Michigan uses redevelopment agencies, known as Authorities, to administer and implement TIF. A municipality can form an Authority to supervise development plans within a designated district. Once established, the Authority reviews development plans and allocates public funds to supplement a project. These special purpose authorities are structured to target specific types of redevelopment.
In particular, Michigan encourages developers to reuse brownfield properties through extensive financing incentives. Michigan broadened the traditional definition of a brownfield to include badly damaged or functionally obsolete properties. To oversee the distribution of public funds used for brownfield redevelopment, municipalities create Brownfield Redevelopment Authorities (BRAs). According to the Michigan website, 287 BRAs currently exist throughout the State. The goal of a BRA is to make developing brownfields more competitive with greenfield development. To offset the additional costs associated with brownfield redevelopment, BRAs can provide developers with TIF assistance, loans and grants.

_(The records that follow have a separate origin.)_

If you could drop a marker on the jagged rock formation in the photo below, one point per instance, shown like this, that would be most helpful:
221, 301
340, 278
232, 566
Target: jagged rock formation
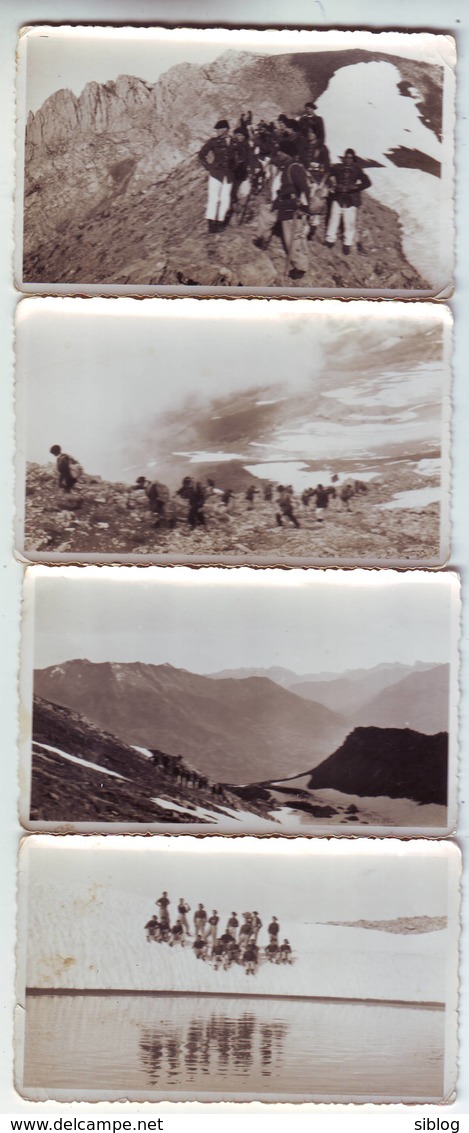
397, 763
114, 192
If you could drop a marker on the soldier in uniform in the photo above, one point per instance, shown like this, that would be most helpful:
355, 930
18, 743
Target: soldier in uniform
216, 159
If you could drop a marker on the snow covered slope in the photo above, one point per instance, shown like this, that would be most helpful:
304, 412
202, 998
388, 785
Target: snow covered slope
93, 938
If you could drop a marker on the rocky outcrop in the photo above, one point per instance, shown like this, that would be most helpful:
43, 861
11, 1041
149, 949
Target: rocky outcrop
114, 193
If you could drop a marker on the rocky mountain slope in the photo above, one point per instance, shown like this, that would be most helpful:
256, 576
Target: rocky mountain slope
114, 192
397, 763
83, 774
232, 731
105, 518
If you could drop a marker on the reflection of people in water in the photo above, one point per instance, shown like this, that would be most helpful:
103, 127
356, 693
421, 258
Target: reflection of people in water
185, 1050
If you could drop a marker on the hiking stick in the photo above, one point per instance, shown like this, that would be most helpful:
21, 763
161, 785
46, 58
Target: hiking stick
293, 229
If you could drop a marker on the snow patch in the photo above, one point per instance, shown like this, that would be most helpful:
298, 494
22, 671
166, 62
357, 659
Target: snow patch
83, 763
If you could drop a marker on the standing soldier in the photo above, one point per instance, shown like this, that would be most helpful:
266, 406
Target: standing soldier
163, 904
184, 909
273, 930
256, 926
347, 180
286, 505
322, 501
312, 121
67, 467
215, 156
158, 495
284, 952
211, 933
291, 209
232, 925
196, 517
199, 919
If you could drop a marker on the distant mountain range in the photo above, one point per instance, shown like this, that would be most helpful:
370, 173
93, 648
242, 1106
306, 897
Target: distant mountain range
391, 695
233, 731
114, 193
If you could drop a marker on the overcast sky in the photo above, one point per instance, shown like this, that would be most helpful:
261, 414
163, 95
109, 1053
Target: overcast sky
99, 380
213, 619
68, 58
299, 882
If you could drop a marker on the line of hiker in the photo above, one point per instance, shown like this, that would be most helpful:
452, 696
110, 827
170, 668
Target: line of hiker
193, 500
236, 944
283, 167
185, 776
287, 504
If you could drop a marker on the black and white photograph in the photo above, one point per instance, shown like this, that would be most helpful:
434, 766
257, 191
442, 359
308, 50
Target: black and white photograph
221, 970
162, 161
219, 701
250, 432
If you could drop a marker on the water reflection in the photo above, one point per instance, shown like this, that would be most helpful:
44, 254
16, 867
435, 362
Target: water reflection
205, 1046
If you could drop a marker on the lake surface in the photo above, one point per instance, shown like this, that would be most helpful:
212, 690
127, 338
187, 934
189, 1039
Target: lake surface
213, 1047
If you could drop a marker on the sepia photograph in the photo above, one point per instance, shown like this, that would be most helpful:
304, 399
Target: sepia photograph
209, 971
250, 432
155, 160
219, 701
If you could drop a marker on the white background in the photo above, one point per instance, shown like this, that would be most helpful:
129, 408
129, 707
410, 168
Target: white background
451, 16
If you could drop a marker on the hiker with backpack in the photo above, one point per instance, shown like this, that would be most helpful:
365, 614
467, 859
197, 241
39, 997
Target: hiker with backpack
290, 209
286, 505
184, 909
347, 180
158, 495
216, 159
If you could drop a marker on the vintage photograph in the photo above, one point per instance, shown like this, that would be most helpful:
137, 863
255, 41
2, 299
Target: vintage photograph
239, 701
265, 162
255, 432
221, 970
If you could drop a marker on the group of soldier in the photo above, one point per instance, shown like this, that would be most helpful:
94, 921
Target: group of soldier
236, 945
192, 500
284, 502
286, 167
185, 776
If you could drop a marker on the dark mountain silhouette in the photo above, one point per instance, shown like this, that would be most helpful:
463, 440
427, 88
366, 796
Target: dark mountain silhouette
114, 192
230, 730
349, 691
420, 700
397, 763
66, 791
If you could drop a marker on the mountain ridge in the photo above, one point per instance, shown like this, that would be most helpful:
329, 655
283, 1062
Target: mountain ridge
114, 193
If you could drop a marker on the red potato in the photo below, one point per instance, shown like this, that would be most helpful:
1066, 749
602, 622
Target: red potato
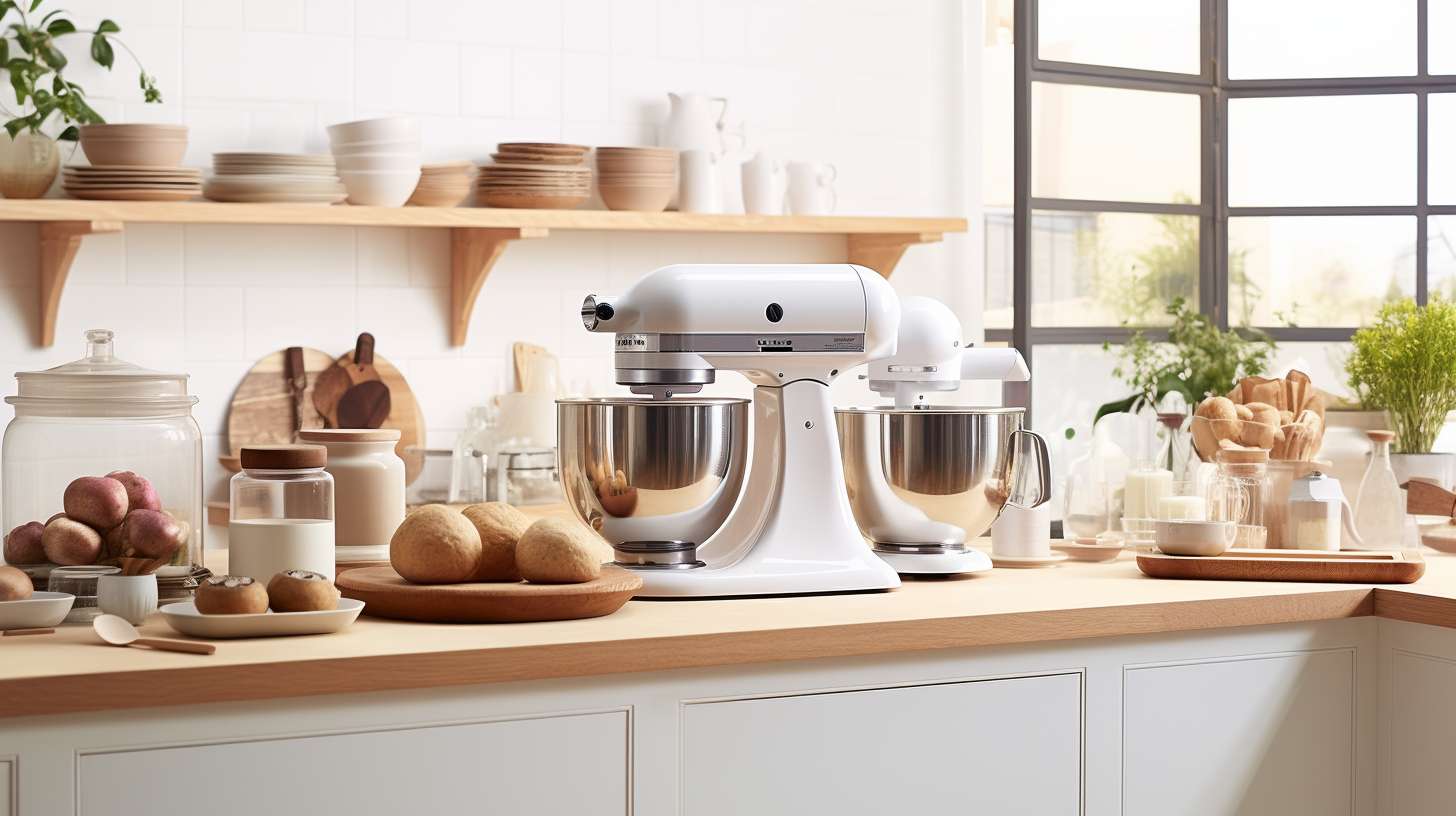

TIF eligible costs include pollution abatement activities, environmental insurance, demolition or redevelopment of existing structures, and Baseline Environmental Assessments (BEAs). Normally, any owner in a property’s chain of title may be held liable for environmental contamination. A BEA is designed to determine the amount of existing contamination on a property to protect future purchasers from environmental liability for past contamination. To repay TIF bonds and notes issued for eligible costs, BRAs can capture all incremental property taxes generated by a specific project on eligible property for up to 30 years. BRAs may delay the commencement date to capture incremental property taxes for up to 5 years, potentially providing developers with extra time to remediate their properties prior to development.
Funding for brownfield redevelopment began in the late 1980s when Michigan passed several bond measures including the Environmental Protection Bond Fund (1988) and the Clean Michigan Initiative (1998). These two bond initiatives provide funds for the Brownfield Redevelopment Loan Program, the Brownfield Redevelopment Grant Program as well as the Waterfront Redevelopment Grant Program. In 1996, Michigan also passed the Revitalization Revolving Loan Fund which offers developers low interest loans for brownfield redevelopment costs. As of 2008, funding from these programs was more than $155 million of the approximately $1.4 billion the State had spent for brownfield redevelopment. For BRAs, in particular, from 1998 to 2007 the State provided $120.7 million in assistance to almost 300 brownfield projects.